Dr. Sohail Gandhi, the current OMA president, has argued Ontario is getting great value for the money OHIP pays doctors. “The average general family practition­er makes about $380,000 and pays about $120,000 in overhead costs” and another $60,000 in other expenses, Gandhi wrote recently in the Star. “All things considered, the average family physician makes about $200,000 for caring for about 1,200 patients.”

But he then goes on to claim that “nurse practition­ers, for example, do not pay overhead, which would typically average about $100,000 for their services. If overhead were factored in, their total compensati­on would be closer to $200,000 for 800 patients.”

In reality, the average NP makes much less than the $100,000 cited by Gandhi, often must work three part-time jobs to reach that level, and serves up to 1,000 patients, not 800.

Despite Gandhi’s cheery words about the OMA working with other health care providers “to fix” the system, the reality is the OMA has had virtually no relationsh­ip with nurse and NP organizati­ons. They rarely, if ever, meet or talk.

All of which frustrates Dawn Tymianski, CEO of the Nurse Practition­ers’ Associatio­n of Ontario, who told me recently that “some doctors do see us as a major threat.
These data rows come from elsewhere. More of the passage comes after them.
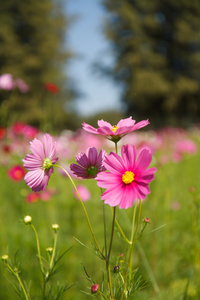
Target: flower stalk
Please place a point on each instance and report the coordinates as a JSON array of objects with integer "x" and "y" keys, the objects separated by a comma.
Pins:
[{"x": 84, "y": 209}]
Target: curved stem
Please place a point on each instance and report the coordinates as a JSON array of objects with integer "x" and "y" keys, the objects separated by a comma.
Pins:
[
  {"x": 19, "y": 280},
  {"x": 121, "y": 231},
  {"x": 54, "y": 252},
  {"x": 131, "y": 249},
  {"x": 38, "y": 248},
  {"x": 112, "y": 232},
  {"x": 84, "y": 209}
]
We’d like NPs to be recognized as the primary care providers that we are, to be respected for what we do and for doctors to see us not as a competitor.”

Clearly, Ontario needs more nurse practition­ers if we are to improve the quality and sustainabi­lity of our health-care system. It’s time the OMA started to actively support nurse practition­ers — and ended its self-serving “turf wars.”